By Goenawan Mohamad
“Upon the earth, beneath the sky, among mortals, before the divinities…”
She tells herself she is in Ubud, crossing the Campuhan River, “my feet trying to clutch the dark pebbles under the endless flow of stream.” From a lonely spot on the rice fields, stretching over the fern-swamped banks of the river, she hears someone creating noises to drive out the birds, sees children chasing each other on the outer yard of a temple.
Should there be an elegy for things immediately perceptible and simultaneously a secret? Last year an old man in the Batuan village hall told her a story of a hunchback who lived in a cave at the end of this river. She looks around, hoping to find a crack around the bend, not far from the brook. But she sees only boulders strewn around the place, lumps of land covered with joy weeds and unruly undergrowth of soga trees. She wonders how the hunchback would do in his invisible dwelling on a morning like this. She remembers the way the old man depicted him: “He was a sad creature with crooked, half-obscured horns. But people believed he was an ancient prince cursed by the gods.”
She reaches the other side of the river, starts the steep ascent towards the ilalang-infested hills and thinks of the hunchback: a strange creature taken to following the same route almost every morning to the market place, selling the eagle-shaped kites he made for children. And only for children. As the old man of Batuan described it, people in the market place would whisper to each other about the hunchback’s crooked horns, sneering at the strange odor emanating from his body. But he would always just smile. Politely. Maybe a little sadly.
“They did not know about his nights,” the old man said. “They thought a hunchback was a creature deprived of time and there was nothing special taking place in the darkness of his cave.”
But they were all mistaken, said the old man. For “… now and then, especially when the moon was half full, the hunchback would walk inconspicuously along the river, a long, long way towards the beach. He had a sampan hidden in the thick of the mangrove bushes. He would push it into the sea and row it towards the small islands five miles to the west; he would collect white stones that shone in the dark.”

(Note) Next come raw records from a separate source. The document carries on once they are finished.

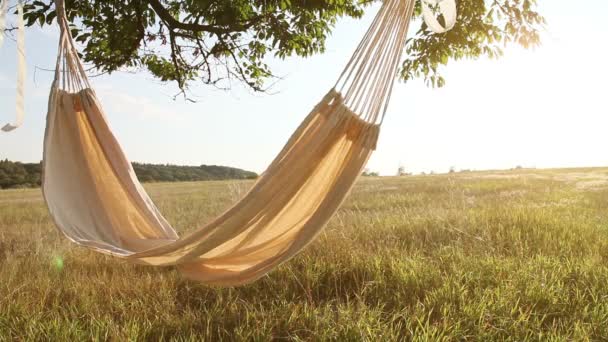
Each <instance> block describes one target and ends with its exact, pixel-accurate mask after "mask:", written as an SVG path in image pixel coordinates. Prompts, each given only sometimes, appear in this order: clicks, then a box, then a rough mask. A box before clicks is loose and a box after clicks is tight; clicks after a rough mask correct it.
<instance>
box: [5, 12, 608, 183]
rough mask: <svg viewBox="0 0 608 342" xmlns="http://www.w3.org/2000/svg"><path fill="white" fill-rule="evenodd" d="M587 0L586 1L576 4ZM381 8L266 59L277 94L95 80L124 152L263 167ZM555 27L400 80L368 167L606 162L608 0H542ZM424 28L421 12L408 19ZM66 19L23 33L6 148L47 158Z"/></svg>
mask: <svg viewBox="0 0 608 342" xmlns="http://www.w3.org/2000/svg"><path fill="white" fill-rule="evenodd" d="M577 4H578V3H577ZM376 9H377V7H376V8H372V9H370V10H369V11H368V13H367V15H366V16H365V17H364V18H362V19H360V20H354V19H343V20H341V21H340V22H338V24H337V25H336V28H335V30H334V31H333V33H332V36H331V38H330V39H329V40H328V41H327V51H326V53H324V54H322V55H317V56H314V57H311V58H307V59H302V58H289V59H287V60H272V59H271V60H270V61H269V63H270V65H271V67H272V70H273V71H274V72H275V73H276V74H278V75H281V76H282V77H283V78H282V80H280V81H279V82H278V83H277V84H276V85H275V86H274V88H273V93H272V94H259V93H258V94H255V93H252V92H251V91H249V90H247V89H245V88H244V87H242V86H239V85H234V87H233V88H232V89H231V90H230V91H220V90H216V89H213V88H211V87H205V86H197V87H194V89H193V90H192V92H193V94H194V95H195V96H196V97H197V103H190V102H187V101H184V100H182V99H180V98H178V99H177V100H174V98H173V95H174V94H175V93H176V92H177V91H176V89H175V86H173V85H171V84H163V83H161V82H159V81H157V80H155V79H154V78H153V77H151V76H150V75H148V74H146V73H127V72H118V73H114V74H112V75H109V76H101V77H95V78H93V79H92V84H93V87H95V88H96V91H97V94H98V95H99V97H100V98H101V102H102V103H103V105H104V106H105V111H106V115H107V118H108V120H109V122H110V126H111V127H112V128H113V130H114V132H115V134H116V136H117V137H118V140H119V141H120V142H121V144H122V146H123V148H124V150H125V152H126V154H127V156H128V158H129V159H130V160H132V161H139V162H148V163H162V164H165V163H170V164H179V165H201V164H207V165H212V164H213V165H226V166H233V167H239V168H243V169H247V170H252V171H256V172H262V171H264V169H265V168H266V166H267V165H268V164H269V163H270V162H271V161H272V159H273V158H274V156H275V155H276V154H277V153H278V152H279V151H280V149H281V147H282V146H283V144H284V143H285V142H286V141H287V139H288V138H289V136H290V135H291V133H292V132H293V131H294V130H295V128H296V127H297V126H298V124H299V123H300V122H301V121H302V120H303V118H304V117H305V116H306V114H307V113H308V112H309V110H310V109H311V108H312V107H313V106H314V105H315V104H316V103H317V102H318V101H319V100H320V99H321V98H322V96H323V95H324V94H325V93H326V92H327V90H329V89H330V88H331V87H332V86H333V84H334V82H335V80H336V79H337V77H338V76H339V74H340V72H341V71H342V68H343V66H344V65H345V63H346V62H347V61H348V59H349V58H350V55H351V54H352V52H353V51H354V48H355V47H356V45H357V44H358V42H359V39H360V38H361V37H362V36H363V34H364V32H365V30H366V29H367V27H368V25H369V23H370V22H371V20H372V18H373V15H374V14H375V12H376ZM539 11H540V12H541V13H542V14H543V15H544V16H545V17H546V19H547V21H548V25H547V28H546V31H545V32H543V35H542V36H543V45H542V46H541V47H539V48H537V49H535V50H524V49H522V48H518V47H510V48H508V49H507V50H506V53H505V56H504V57H503V58H501V59H499V60H488V59H484V58H482V59H479V60H469V61H458V62H450V64H449V65H448V66H447V67H444V68H443V75H444V76H445V78H446V80H447V84H446V86H445V87H444V88H441V89H432V88H428V87H426V86H425V84H424V83H423V81H422V80H413V81H410V82H407V83H404V82H399V83H397V84H396V86H395V88H394V90H393V96H392V101H391V104H390V106H389V109H388V112H387V117H386V119H385V121H384V124H383V126H382V130H381V135H380V139H379V142H378V148H377V151H376V152H375V154H374V155H373V156H372V158H371V160H370V162H369V163H368V166H367V167H368V168H369V169H370V170H372V171H378V172H380V173H381V174H383V175H392V174H395V173H396V171H397V169H398V168H399V167H400V166H403V167H404V168H405V169H406V170H407V171H408V172H413V173H420V172H430V171H434V172H446V171H447V170H449V169H450V168H452V167H453V168H455V169H456V170H460V169H471V170H483V169H508V168H513V167H515V166H523V167H538V168H545V167H575V166H607V165H608V153H606V152H605V149H606V146H608V134H606V130H607V129H608V107H607V106H606V98H605V97H604V96H606V95H605V90H606V88H607V87H606V85H605V80H606V79H608V63H607V61H608V59H607V56H608V47H607V46H606V44H605V42H606V37H607V36H608V27H607V26H606V25H602V24H603V22H604V19H605V13H606V12H607V11H608V1H606V0H584V1H581V2H580V5H577V6H573V2H572V1H566V0H550V1H539ZM415 28H416V23H414V24H413V26H412V29H411V31H413V29H415ZM57 40H58V33H57V30H56V28H54V27H53V28H46V29H40V28H32V29H28V30H27V32H26V46H27V47H26V50H27V63H28V78H27V88H26V118H25V123H24V125H23V126H22V127H20V128H19V129H17V130H15V131H13V132H10V133H3V132H0V159H5V158H8V159H9V160H14V161H23V162H33V161H39V160H40V159H41V158H42V140H43V135H44V126H45V116H46V107H47V98H48V93H49V88H50V84H51V81H52V73H51V72H48V71H45V70H43V69H52V68H53V66H54V60H55V56H56V50H57ZM15 55H16V52H15V44H14V42H13V41H11V40H10V39H7V40H5V44H4V46H3V48H2V49H0V126H3V125H4V124H5V123H6V122H12V120H13V117H14V108H15V78H16V75H15V74H16V72H15V65H16V57H15Z"/></svg>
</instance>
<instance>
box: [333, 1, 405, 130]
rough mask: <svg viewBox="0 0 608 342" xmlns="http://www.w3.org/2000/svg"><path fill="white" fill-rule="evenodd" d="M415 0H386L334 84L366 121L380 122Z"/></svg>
mask: <svg viewBox="0 0 608 342" xmlns="http://www.w3.org/2000/svg"><path fill="white" fill-rule="evenodd" d="M414 5H415V1H385V2H384V3H383V5H382V7H381V8H380V10H379V12H378V14H377V15H376V18H375V19H374V21H373V22H372V24H371V26H370V28H369V29H368V31H367V32H366V34H365V36H364V37H363V40H362V41H361V43H360V44H359V46H358V47H357V49H356V50H355V53H354V54H353V56H352V57H351V59H350V60H349V62H348V63H347V65H346V67H345V69H344V71H343V72H342V74H341V75H340V77H339V79H338V81H337V82H336V85H335V86H334V88H336V89H339V92H340V93H341V94H344V103H345V104H346V106H347V107H349V108H350V109H351V110H352V111H353V112H355V113H357V114H358V115H359V117H360V118H361V119H363V120H365V121H366V122H369V123H373V124H380V123H381V122H382V120H383V118H384V116H385V114H386V106H384V108H383V107H382V105H383V104H384V103H387V101H388V99H389V97H390V93H391V91H392V84H393V82H394V78H395V76H396V72H397V70H398V67H399V62H400V60H401V56H402V53H403V48H404V46H405V39H406V35H407V30H408V27H409V23H410V21H411V17H412V13H413V10H414Z"/></svg>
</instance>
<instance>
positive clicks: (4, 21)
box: [0, 0, 8, 47]
mask: <svg viewBox="0 0 608 342" xmlns="http://www.w3.org/2000/svg"><path fill="white" fill-rule="evenodd" d="M7 11H8V0H0V47H2V43H4V29H5V28H6V12H7Z"/></svg>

“After midnight, he would hurt the stones to send signals to a princess who lived in a water castle out in the ocean, calling her name, expressing his desire for her, even if he knew the castle was sinking slowly to the ground.”
She was, naturally, enthralled by the story. But after ten minutes the old man ceased talking; the story hung in mid-air, suspended, unfinished. She longed to ask why, but something restrained her from uttering a word. Gradually she began to understand that among mortals, before the divinities, each part of a story is both its beginning and end.
Yet one is always tempted to discern the complete line, in the same way that a structure is a seduction. Now she sees the children on the temple yard form a circle under a tengguli tree; they start to sing. She even expects it, when words on the screen of her cell-phone appear in a long line, as if transcribing a different voice from the other side of the temple:
Finally, the hunchback threw away all his incandescent stones and rowed his boat towards the island where the princess lived. He stood in front of the water castle and said, “My desire is a pain, your desire is a dream.”
The princess was, of course, innocent; she did not will her own dreams. The hunchback began to tremble. Something suddenly happened. The water castle disappeared. In its place was a whirlpool of the darkest green, prompting the hunchback to whisper, “I wanted to rescue you, but I am but a prisoner, and I will always go back to the cave. I wanted you to free me first.”
The princess walked out from the whirlpool, and heard the hymn of the waves. Somehow the name of the sea eluded her. She looked back at the site where the water castle was, and saw the hunchback, still there, waiting, remaining, but shrinking. A prince? Or a frog?
The words disappear, the children disperse, and the temple is deserted. She walks further up, to the farthest slope of the hills. From the top she can see white herons perching on the green like a cluster of white dots in the distance. She thinks of the hunchback and the princess and the frog – magical things named by fairy tales all over the world. “These things whose life/is a constant leaving,” Rilke writes, “they know when you praise them.” “Transient, they trust us… ”
Her cell-phone rings. A black-winged shrike flees from her quiet shadow on the grass.
Goenawan Mohamad is one of Indonesia’s foremost poets, writers and journalists. A principal figure in the shaping of modern and contemporary Indonesian literature, he was among the original founders of Tempo – Indonesia’s leading news and comment weekly.